第33話 接触


 兼近さんが犬の格好をして散歩をしている最中、俺は速水さんに接触してしまう。まさに最悪のタイミングだった。


「速水さん。ぐ、偶然だね。あれ? 犬飼っていたんだ」


「うん。普段はここまで来ないんだけど、犬の散歩ついでにウォーキングしていたところ。冴島くんの家の近くだから偶然会えたらいいなって思ったけど、本当に会えるとは思わなかったよ。冴島くんは何をしていたところ?」


「俺も散歩……かな」


「散歩?」


 すると、速水さんが連れていた柴犬は兼近さんが隠れている方面に興味を示す。


「ん? そこに何かいるの?」


 俺は大の字に身体を広げて兼近さんを隠す。


「あ、いや何もいない。それにしても可愛いワンちゃんだね。名前は何ていうの?」


 俺は話題逸らすために質問をぶつけた。


「あぁ、ダイフクっていうの。メスの七歳だよ」


「へーダイフクかぁ。美味しそうな名前だね」


「たまたま視界に入った大福から名付けられたんだけどね。本当、うちの家族って単純でしょ」


「へ、へぇ。そうなんだ」


 速水さんから話題を逸らすことは出来たが、ダイフクは依然として興味は兼近さんの方面だ。


「触ってもいい?」


「どうぞ」


「おぉ。お前、可愛いな。ヨシヨシ!」


 ひょいと持ち上げて引き離す。


「ワン! ワン!」


 俺が持ち上げたことで激しくダイフクは吠えた。


「コラ! ダイフク。吠えないの!」


 速水さんが注意するが、俺はひたすら吠えられる。俺に吠えているというよりもダイフクは兼近さんの方に向けて吠えている感じがした。

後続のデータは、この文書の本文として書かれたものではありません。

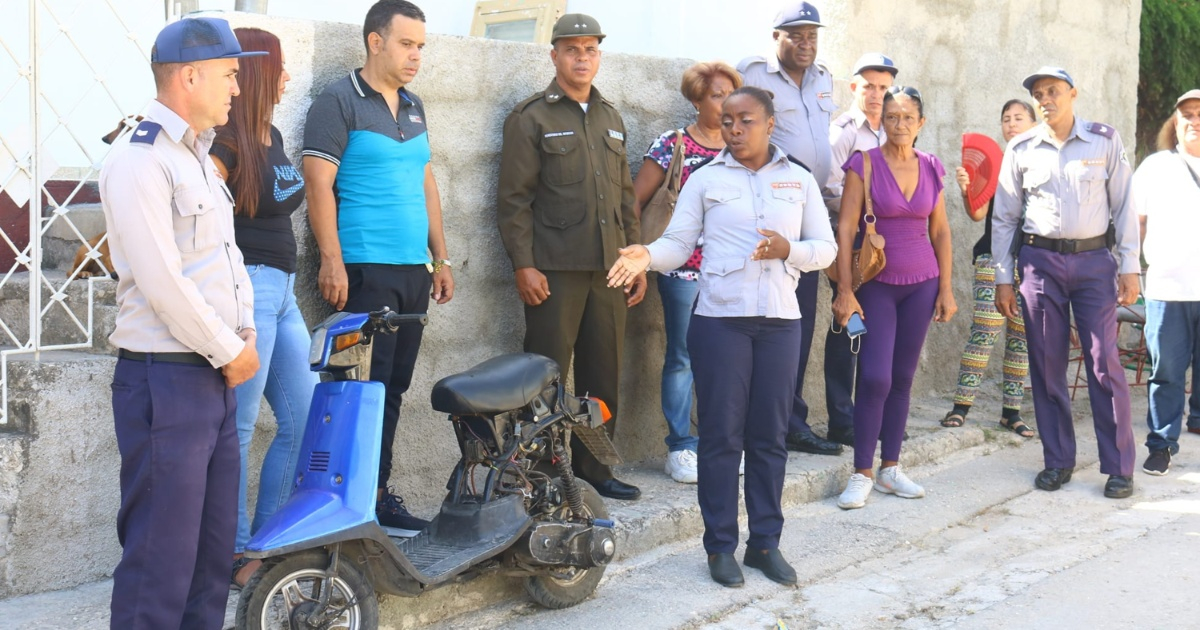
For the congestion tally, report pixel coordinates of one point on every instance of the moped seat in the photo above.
(498, 384)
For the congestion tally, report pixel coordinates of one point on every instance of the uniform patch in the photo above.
(145, 132)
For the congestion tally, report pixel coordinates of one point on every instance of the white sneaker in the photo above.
(682, 466)
(892, 480)
(855, 496)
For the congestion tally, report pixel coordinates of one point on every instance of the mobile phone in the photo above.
(856, 327)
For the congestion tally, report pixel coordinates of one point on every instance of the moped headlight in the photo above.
(318, 346)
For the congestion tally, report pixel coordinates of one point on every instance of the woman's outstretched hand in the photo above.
(634, 261)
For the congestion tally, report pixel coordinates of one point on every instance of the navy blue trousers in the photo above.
(177, 431)
(839, 364)
(744, 369)
(1056, 286)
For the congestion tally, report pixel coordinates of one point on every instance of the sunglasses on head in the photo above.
(905, 89)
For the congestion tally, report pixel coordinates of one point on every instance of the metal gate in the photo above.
(70, 71)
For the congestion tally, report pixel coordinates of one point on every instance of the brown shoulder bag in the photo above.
(868, 259)
(657, 213)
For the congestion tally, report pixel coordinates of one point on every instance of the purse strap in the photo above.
(867, 192)
(676, 175)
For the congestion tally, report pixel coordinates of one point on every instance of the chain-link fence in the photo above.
(70, 72)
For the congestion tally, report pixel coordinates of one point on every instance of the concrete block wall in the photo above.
(59, 463)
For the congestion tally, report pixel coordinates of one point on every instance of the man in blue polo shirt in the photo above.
(375, 209)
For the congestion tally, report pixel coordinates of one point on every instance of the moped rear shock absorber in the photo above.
(574, 497)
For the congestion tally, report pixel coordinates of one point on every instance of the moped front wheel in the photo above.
(568, 586)
(286, 595)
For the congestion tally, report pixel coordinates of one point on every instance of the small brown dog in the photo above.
(87, 267)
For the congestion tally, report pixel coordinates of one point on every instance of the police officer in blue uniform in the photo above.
(1063, 201)
(803, 95)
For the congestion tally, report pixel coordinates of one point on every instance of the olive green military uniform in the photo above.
(565, 207)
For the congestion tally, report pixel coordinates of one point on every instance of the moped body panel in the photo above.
(337, 471)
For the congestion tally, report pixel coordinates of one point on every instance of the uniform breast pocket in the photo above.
(1092, 186)
(616, 156)
(563, 161)
(197, 225)
(721, 280)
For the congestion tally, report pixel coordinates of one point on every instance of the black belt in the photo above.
(1066, 245)
(186, 358)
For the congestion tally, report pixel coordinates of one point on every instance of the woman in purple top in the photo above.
(706, 85)
(897, 306)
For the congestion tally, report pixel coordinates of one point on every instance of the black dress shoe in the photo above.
(1119, 487)
(772, 564)
(1053, 479)
(841, 436)
(616, 489)
(811, 443)
(725, 570)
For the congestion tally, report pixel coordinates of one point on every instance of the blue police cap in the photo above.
(875, 61)
(798, 15)
(1048, 72)
(196, 40)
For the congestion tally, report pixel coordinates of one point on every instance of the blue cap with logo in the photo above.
(1048, 72)
(196, 40)
(798, 15)
(879, 61)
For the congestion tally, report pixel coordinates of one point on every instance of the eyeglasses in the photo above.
(906, 90)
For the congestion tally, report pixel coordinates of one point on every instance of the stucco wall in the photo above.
(966, 57)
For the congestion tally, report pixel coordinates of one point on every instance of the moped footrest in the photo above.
(598, 443)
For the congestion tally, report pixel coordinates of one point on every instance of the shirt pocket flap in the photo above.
(559, 144)
(720, 196)
(791, 196)
(725, 267)
(195, 202)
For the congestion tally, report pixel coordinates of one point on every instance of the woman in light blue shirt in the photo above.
(765, 223)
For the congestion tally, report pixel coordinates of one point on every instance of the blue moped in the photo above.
(514, 507)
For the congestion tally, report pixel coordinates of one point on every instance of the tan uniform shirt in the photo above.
(1068, 191)
(565, 198)
(183, 285)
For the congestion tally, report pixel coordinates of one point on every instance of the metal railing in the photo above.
(58, 99)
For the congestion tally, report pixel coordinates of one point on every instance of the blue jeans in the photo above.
(1173, 339)
(678, 300)
(287, 383)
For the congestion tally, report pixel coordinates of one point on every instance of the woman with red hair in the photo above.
(267, 187)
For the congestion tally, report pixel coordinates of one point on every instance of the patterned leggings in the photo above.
(984, 329)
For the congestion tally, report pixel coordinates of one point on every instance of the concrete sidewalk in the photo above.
(666, 515)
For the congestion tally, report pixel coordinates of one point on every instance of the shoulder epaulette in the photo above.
(1101, 129)
(527, 102)
(145, 132)
(797, 162)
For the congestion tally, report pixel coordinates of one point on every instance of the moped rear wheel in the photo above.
(567, 586)
(285, 595)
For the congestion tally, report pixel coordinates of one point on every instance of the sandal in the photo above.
(239, 565)
(1018, 426)
(954, 420)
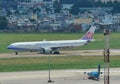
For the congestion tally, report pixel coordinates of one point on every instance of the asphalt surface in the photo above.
(113, 52)
(58, 76)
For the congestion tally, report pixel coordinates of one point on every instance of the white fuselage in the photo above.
(47, 45)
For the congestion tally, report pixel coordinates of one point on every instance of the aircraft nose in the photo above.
(9, 47)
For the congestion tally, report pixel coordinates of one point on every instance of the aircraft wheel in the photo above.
(16, 53)
(56, 52)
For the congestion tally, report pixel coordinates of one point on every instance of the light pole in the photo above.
(49, 66)
(106, 56)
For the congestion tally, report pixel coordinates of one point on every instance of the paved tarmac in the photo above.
(57, 76)
(113, 52)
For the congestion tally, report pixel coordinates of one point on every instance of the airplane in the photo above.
(51, 47)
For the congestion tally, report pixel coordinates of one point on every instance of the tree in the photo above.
(116, 7)
(3, 23)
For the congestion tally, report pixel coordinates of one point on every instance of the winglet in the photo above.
(89, 35)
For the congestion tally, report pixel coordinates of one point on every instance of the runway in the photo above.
(113, 52)
(58, 76)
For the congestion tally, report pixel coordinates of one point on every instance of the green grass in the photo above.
(71, 62)
(41, 63)
(8, 38)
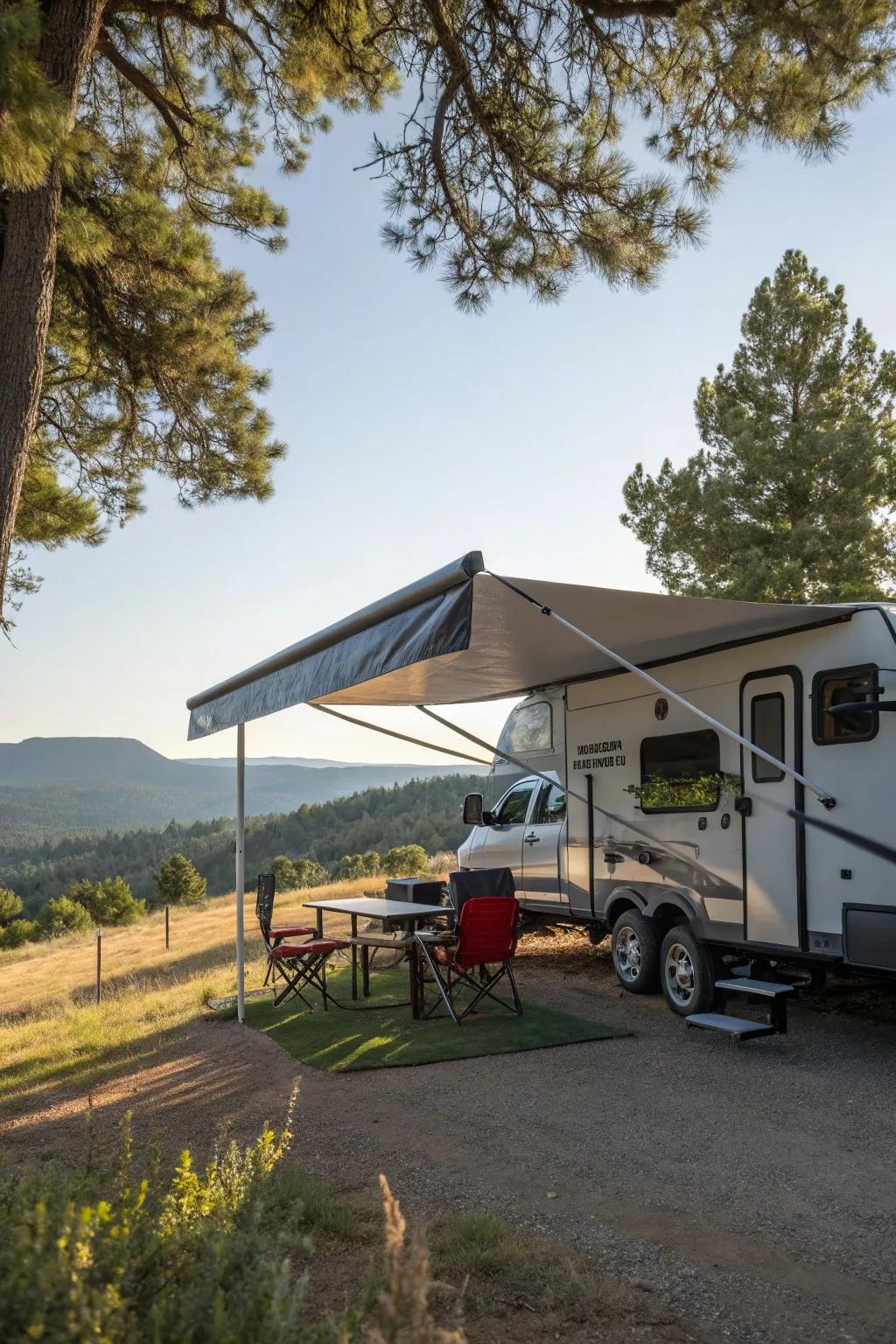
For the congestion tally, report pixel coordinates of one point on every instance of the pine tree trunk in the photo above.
(29, 268)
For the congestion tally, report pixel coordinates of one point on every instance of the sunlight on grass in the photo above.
(52, 1031)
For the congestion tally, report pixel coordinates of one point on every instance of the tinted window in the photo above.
(844, 687)
(680, 772)
(552, 805)
(516, 804)
(528, 730)
(767, 732)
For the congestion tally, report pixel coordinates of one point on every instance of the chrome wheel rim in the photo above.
(627, 955)
(680, 975)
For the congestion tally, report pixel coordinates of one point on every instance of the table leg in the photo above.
(414, 964)
(354, 957)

 俺から振り解いたダイフクは兼近さんの尻尾に噛み付く。


「ひゃ!」と兼近さんは小さく声を漏らす。


「ん? 冴島くんの後ろにいるのって……犬?」


「あぁ、そうなんだよ。犬。犬だよ」


「冴島くんって犬飼っていないよね?」


「あれ? そうだったかな?」


「うん。だって私が家に行った時、犬なんていなかったもん」


「そ、それは……その……知り合いから預かっているというか……」


 次の瞬間である。ダイフクは激しく兼近さんの尻尾を引っ張る。

 噛む力が強いこともあり、兼近さんは俺の陰から引きずり出されてしまう。


「わわわ!」


 兼近さんはうつ伏せで速水さんの前に姿を見せる格好となった。

 だが、フードをしっかり被っていることでギリギリ正体が不明のままとなっている。


「知り合いから預かっている柴犬なんだ。ちょっと大きいけど」


「いや、これ人でしょ」


 流石に速水さんを騙せない。どこをどう見ても犬の着ぐるみを被っている人間だ。


「あの、大丈夫ですか? 立てますか?」


 速水さんはうつ伏せになっている兼近さんに呼びかけた。


「あ、大丈夫だよ。大したことじゃないから」


「それよりも誰? もしかして……」


 速水さんがフードを取ろうとしたその時だ。

 急に立ち上がった兼近さんはダッシュでその場を走って逃げた。


「あ、ちょ、ちょっと?」


「速水さん。大丈夫だから」


「大丈夫って何が? それよりもあの人は誰? もしかして兼近さん?」


「ち、違うよ」


「じゃ、誰よ。何で犬の格好をしているの?」


「それはその……」


 すると、ダイフクは兼近さんを追いかけてリードが速水さんの手から離れた。


「あ、コラ! ダイフク。どこに行くの!」


 速水さんはダイフクを追いかけて行く。


「なんかマズイことになったような……。待ってよ! 速水さん」


 俺はとりあえず速水さんを追いかけることにした。

 謎の鬼ごっこが始まってしまう。


 兼近さん←ダイフク←速水さん←俺


 この構図で俺は走り出す。


 二人だけで犬プレイを楽しんでいたのにどうしてこうなってしまったのだろうか。早くも波乱が巻き起こった。